I’m a graduate of an all-girls’ prep school. Our rigorous academic high school curriculum intended to prepare us, women, to lead the future of society. Among coursework that included calculus and principles of physics, I remember life advice most — those heart-to-heart moments when teachers shared what we really needed to know.
As in any good Catholic institution, instructors prepped for us for the heterosexual (and, in our case, upper-middle-class) life cycle. Accordingly, a statistics teacher informed us that numerically, STEM fields offered the best prospects for finding a husband. A drama teacher warned us that a woman should never marry a man prettier than her. Our school’s strict principal allowed us to write in our yearbooks that our dream futures involved marrying a lacrosse playing all boys’ prep school graduate and raising two children in the suburbs.
You see, our high school preparation was not just for a bachelor’s degree, but for the “Mrs.” For the uninitiated, attending college in pursuit of the “Mrs.” means the real purpose of four years of academic coursework is to find a mate — particularly one with a high earning potential. The “Mrs.” doesn’t require you tie the knot during undergrad (a time for sociality that marriage may impede); you just have to lock down a future spouse before anyone else in the post-grad “real world” gets a chance.
How lovely that proposition once sounded. Trust me, in spite of all the feminist principles and gender constructivism I claim to support, I’ve never been opposed to entertaining talk of marrying rich. In fact, some might say securing the bag through matrimony is the most feminist thing you can do. (Don’t bother searching the Internet for support of that claim. “Some” is just me half-joking about my gender politics.)

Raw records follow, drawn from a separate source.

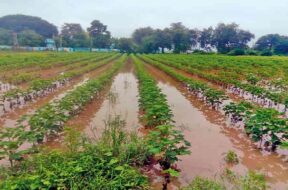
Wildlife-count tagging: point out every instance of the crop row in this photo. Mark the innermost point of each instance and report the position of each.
(235, 85)
(261, 124)
(210, 95)
(50, 119)
(40, 87)
(239, 67)
(18, 77)
(39, 60)
(164, 143)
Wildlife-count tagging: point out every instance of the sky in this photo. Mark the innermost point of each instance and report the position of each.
(124, 16)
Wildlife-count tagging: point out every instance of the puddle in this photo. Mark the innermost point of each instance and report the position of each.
(211, 137)
(10, 119)
(122, 100)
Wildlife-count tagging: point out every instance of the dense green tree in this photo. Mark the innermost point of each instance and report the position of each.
(18, 23)
(162, 39)
(180, 37)
(206, 39)
(74, 36)
(268, 41)
(273, 43)
(282, 47)
(141, 33)
(6, 37)
(30, 38)
(126, 45)
(100, 36)
(194, 37)
(227, 37)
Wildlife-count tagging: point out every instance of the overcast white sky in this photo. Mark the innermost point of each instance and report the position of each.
(123, 16)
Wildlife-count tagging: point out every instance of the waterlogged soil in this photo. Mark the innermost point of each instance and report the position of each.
(211, 137)
(232, 96)
(120, 98)
(45, 73)
(10, 119)
(122, 101)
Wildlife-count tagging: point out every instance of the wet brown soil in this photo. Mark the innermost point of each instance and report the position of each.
(10, 119)
(211, 137)
(47, 73)
(120, 98)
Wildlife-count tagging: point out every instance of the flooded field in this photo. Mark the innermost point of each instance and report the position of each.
(115, 89)
(211, 137)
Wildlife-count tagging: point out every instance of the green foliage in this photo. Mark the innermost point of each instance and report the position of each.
(10, 141)
(237, 52)
(167, 143)
(212, 96)
(200, 183)
(50, 118)
(18, 23)
(152, 101)
(254, 180)
(253, 79)
(88, 165)
(6, 37)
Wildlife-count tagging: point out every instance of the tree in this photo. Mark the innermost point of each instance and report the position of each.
(74, 36)
(282, 47)
(18, 23)
(126, 45)
(141, 33)
(227, 37)
(99, 34)
(194, 37)
(162, 39)
(180, 37)
(273, 43)
(206, 39)
(6, 37)
(30, 38)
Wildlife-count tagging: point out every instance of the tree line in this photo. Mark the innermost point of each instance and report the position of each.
(224, 38)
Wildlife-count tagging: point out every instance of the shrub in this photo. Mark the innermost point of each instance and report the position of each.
(200, 183)
(237, 52)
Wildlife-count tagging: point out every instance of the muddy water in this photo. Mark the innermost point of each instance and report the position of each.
(236, 97)
(211, 137)
(122, 100)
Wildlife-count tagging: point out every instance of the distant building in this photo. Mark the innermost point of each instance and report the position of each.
(50, 44)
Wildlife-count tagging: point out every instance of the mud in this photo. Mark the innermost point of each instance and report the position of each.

After spending time on the spousal hunting ground that is the college campus, I wager that seeking the “Mrs.” as an undergrad is a terrible idea, particularly on Harvard’s campus, but not because it’s a sexist idea that flies in the face of feminist efforts. The reality is that most college campuses lack eligible bachelors. Even beyond a heterosexual, woman-seeks-man context. Nobody should be seeking to find a future spouse in a fellow undergrad.
Science backs me up on this. As college students, we are burdened by personality traits and developmental circumstances that hamper our spousal potential. College brings a host of unique stressors and emotional challenges we’ve got to work through. If we can barely commit ourselves to eight hours of sleep, how can we commit ourselves to an impending lifelong partnership?
The blogosphere contends we’ve got a lot to learn in our 20s. We’ll probably be very different people by the time we finally tie the knot, so attaining the “Mrs.” may not appreciate in value. Our brains aren’t event done developing yet! We’re prone to succumbing to peer pressure, failure to seeing tasks through, and control by our impulses. Our brains still have a lot of developing to do. Between the tender ages of 18 and 22, we’re still emotionally immature. We’re rather selfish, hyper-competitive, and unempathetic — none of which bode particularly well for your sexual or marital satisfaction.
Harvard’s campus in particular fosters some potentially undesirable spousal traits. We intellectualize everything, using unnecessarily big words to analyze things that would be more enjoyable left alone. If you’re not convinced, reading The Crimson editorial section should be a strong enough deterrent. Try earning your “Mrs.” the Ivy Route and you might end up with a Ted Cruz or Donald Trump.
This is not all to say college folks are bad people for struggling, that the undergraduate population is entirely undateable, or that personal development and being in a relationship are mutually exclusive. Nor is it a call to close your legs. This is a warning — one I wish my high school teachers had given me — not to get your hopes up and not to spend your undergraduate years in nuptial planning.
Rarely is any issue black and white. There are a few decent people on this campus. But they’re probably either boo’d up or not looking to date you. If you’re in a relationship and have found “the one”: congratulations; I swear I’m not bitter; and thanks for taking the time to read anyway.
If not building the foundation for a holy matrimony, how is a college student to spend their time? Here are some things that are likely to go better for you than courting a Harvard student. First, try adopting a therapy animal. If the clean-up is too much to bear, try playing an instrument. The Harvard Band is doing pretty well without you, so you should probably just start your own. Finally, rumor has it God will always love you, regardless of what your title is or who your last name came from.
Hold off on the “Mrs.” for now. The pieces of paper that are B.A. or B.S. will get you farther than a marriage license anyway. But maybe not as far as an M.S. will (I’m talking about the master’s degree, of course).
Jenna M. Gray ’19 is a Sociology concentrator in Leverett House. Her column appears on alternate Mondays.